How  SublimeText Bodybags vim+Terminator - ngokevin
http://ngokevin.com/blog/sublime/

======
lloeki
Sublime Text is awesome, but the article falls completely flat by mentioning
stuff that's actually in vim and missing the parts that are not.

    
    
        5. vim compatability!
    

> _With a few tweaks, I was able to make it just like vim as far as I could
> tell_

It took me five seconds to hit walls and off-by-one issues revealing Vintage
mode as a remote simulacrum of Vim. A look at the source confirmed that it's
just a mode emulation and a small bunch of keybindings, a far cry from the
notion of text objects which makes Vim what it is. I am a vim user, but I use
ST _without_ Vintage because the impedance mismatch is too big.

> _minus some :commands_

Author doesn't mention VintageEx. Still thouroughly lacking, even for basic
stuff.

    
    
        4. Powerful Keybindings in JSON and Plugins in Python
    

_:help index_ lists default keybindings _:verbose map_ lists all set
keybindings, what they do and _where they've been set_.
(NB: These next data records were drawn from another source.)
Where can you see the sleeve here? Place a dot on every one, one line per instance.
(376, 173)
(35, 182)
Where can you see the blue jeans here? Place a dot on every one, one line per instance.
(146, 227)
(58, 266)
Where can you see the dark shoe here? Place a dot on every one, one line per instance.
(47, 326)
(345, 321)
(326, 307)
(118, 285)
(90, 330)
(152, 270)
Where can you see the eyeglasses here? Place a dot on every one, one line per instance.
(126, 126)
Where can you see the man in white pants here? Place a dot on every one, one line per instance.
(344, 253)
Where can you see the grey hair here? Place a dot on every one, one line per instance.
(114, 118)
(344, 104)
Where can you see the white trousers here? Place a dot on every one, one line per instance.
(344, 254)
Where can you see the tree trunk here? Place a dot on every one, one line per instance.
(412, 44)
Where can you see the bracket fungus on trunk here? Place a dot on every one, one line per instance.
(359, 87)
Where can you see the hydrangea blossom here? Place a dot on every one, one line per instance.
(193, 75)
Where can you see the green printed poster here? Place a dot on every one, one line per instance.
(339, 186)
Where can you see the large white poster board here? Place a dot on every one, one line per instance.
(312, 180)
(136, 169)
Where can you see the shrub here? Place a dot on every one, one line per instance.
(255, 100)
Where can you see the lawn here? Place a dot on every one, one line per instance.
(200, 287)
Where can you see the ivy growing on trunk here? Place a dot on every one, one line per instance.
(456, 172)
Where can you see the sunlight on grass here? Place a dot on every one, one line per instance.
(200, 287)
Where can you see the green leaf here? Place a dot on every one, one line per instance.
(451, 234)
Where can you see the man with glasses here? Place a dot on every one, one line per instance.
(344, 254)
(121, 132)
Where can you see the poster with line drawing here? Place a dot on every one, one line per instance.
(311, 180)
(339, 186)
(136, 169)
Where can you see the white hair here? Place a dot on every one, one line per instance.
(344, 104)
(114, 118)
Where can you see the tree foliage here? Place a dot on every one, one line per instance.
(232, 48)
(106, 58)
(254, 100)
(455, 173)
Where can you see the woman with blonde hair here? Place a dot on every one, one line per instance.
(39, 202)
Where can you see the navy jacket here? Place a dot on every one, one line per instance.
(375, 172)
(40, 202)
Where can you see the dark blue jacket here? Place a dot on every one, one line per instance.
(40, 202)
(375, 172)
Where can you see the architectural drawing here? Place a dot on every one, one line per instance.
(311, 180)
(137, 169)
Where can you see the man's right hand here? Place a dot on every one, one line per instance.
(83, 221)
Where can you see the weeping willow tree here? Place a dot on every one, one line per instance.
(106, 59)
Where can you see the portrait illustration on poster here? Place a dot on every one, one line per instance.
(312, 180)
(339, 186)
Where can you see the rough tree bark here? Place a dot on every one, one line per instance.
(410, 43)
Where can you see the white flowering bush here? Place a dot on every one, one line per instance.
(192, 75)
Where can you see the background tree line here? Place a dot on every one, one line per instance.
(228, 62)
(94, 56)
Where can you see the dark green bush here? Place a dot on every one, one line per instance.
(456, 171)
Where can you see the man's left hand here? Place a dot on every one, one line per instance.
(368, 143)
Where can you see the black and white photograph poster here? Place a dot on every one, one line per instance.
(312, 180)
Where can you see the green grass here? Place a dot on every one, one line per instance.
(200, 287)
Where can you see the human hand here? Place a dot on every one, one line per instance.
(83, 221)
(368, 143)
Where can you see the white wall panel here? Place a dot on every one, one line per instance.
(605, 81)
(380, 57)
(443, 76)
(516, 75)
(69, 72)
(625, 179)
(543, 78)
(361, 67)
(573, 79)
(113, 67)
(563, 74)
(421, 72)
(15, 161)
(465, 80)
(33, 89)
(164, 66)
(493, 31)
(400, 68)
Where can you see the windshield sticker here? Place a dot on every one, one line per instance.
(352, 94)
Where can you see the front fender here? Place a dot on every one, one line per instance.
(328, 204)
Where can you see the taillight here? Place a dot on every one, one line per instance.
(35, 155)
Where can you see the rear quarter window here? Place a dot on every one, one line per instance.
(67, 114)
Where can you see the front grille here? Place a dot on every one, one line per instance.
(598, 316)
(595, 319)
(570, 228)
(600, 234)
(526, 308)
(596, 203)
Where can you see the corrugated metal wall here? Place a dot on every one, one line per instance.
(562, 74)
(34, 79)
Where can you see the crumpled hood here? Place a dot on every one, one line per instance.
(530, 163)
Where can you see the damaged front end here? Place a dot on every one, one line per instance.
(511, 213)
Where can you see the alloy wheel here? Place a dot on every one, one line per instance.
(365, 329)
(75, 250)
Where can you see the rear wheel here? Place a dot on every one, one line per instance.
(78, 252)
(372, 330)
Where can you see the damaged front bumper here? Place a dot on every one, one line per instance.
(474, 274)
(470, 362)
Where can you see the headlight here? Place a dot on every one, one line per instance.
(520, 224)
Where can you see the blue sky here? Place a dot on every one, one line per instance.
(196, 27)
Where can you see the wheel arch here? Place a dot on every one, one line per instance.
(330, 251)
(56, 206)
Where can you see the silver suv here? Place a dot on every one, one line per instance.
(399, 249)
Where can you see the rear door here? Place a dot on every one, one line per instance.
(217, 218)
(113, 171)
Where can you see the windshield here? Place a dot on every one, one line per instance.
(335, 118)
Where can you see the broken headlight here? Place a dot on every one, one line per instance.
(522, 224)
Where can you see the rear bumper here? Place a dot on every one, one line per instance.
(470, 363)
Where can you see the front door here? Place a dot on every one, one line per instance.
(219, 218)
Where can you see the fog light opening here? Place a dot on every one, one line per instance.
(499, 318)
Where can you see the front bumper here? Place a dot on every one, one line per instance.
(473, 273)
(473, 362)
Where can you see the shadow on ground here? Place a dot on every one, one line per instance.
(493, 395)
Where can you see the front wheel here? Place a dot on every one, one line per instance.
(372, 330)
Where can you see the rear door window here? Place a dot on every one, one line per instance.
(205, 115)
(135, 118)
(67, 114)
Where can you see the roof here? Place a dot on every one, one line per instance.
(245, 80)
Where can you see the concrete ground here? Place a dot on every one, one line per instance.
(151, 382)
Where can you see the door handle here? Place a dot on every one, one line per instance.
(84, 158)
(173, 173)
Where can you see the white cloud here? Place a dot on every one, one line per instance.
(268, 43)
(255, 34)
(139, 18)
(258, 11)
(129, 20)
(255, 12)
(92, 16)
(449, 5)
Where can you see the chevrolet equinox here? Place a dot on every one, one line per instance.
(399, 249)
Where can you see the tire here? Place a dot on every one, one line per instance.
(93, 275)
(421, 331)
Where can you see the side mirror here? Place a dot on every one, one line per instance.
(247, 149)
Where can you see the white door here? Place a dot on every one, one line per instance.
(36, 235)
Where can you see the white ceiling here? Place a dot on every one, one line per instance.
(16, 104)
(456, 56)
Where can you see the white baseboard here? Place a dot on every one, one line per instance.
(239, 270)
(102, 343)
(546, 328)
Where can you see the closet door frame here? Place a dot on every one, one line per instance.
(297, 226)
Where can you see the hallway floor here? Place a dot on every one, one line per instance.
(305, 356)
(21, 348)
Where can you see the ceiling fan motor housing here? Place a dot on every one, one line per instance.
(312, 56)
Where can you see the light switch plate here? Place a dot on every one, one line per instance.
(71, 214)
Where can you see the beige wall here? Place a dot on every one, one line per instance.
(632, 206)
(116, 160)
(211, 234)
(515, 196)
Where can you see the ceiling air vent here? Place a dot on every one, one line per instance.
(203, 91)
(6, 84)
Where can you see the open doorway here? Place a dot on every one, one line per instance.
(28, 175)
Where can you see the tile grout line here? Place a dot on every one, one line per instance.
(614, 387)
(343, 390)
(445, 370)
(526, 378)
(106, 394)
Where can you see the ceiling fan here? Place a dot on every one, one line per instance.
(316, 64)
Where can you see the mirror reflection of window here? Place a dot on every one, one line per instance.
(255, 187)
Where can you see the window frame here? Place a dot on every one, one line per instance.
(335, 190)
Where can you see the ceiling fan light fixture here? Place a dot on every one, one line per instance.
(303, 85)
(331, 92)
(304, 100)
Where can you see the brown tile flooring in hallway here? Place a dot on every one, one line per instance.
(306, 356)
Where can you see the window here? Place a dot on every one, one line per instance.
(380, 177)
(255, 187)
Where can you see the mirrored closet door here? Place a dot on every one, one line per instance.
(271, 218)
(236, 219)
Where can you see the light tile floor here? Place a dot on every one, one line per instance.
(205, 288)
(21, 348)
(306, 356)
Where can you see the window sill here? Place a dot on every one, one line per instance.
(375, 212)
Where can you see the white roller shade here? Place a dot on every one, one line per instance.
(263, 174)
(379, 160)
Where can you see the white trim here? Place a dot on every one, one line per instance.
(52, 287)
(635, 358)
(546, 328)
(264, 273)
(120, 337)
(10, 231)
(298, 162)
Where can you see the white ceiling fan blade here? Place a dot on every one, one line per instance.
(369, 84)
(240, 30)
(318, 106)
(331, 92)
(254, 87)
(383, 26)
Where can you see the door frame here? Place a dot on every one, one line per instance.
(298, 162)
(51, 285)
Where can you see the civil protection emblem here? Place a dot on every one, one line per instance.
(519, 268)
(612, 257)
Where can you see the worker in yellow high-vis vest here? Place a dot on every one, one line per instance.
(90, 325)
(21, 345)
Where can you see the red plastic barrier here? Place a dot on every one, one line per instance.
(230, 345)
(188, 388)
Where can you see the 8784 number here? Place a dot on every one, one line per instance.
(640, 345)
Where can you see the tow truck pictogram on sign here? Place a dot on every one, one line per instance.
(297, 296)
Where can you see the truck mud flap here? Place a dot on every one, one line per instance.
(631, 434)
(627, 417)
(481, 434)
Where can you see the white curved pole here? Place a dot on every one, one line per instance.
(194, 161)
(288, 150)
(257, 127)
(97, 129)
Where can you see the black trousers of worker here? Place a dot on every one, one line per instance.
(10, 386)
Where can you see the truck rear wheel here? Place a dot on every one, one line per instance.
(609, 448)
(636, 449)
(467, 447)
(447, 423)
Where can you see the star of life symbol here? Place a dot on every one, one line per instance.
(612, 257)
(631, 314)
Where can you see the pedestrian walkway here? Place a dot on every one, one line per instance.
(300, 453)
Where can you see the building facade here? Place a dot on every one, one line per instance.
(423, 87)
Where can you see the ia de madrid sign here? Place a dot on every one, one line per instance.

With Vim (vim --version will tell you), depending on compilation options, you
can write plugins in various languages (python, perl, ruby, lua, tcl...), not
just vimscript.

hot-load: _:source ~/.vimrc_ or whatever other file.

    
    
        3. Package Manager and the More Centralized Community
    

vim.org/scripts[0] is the central place to look for.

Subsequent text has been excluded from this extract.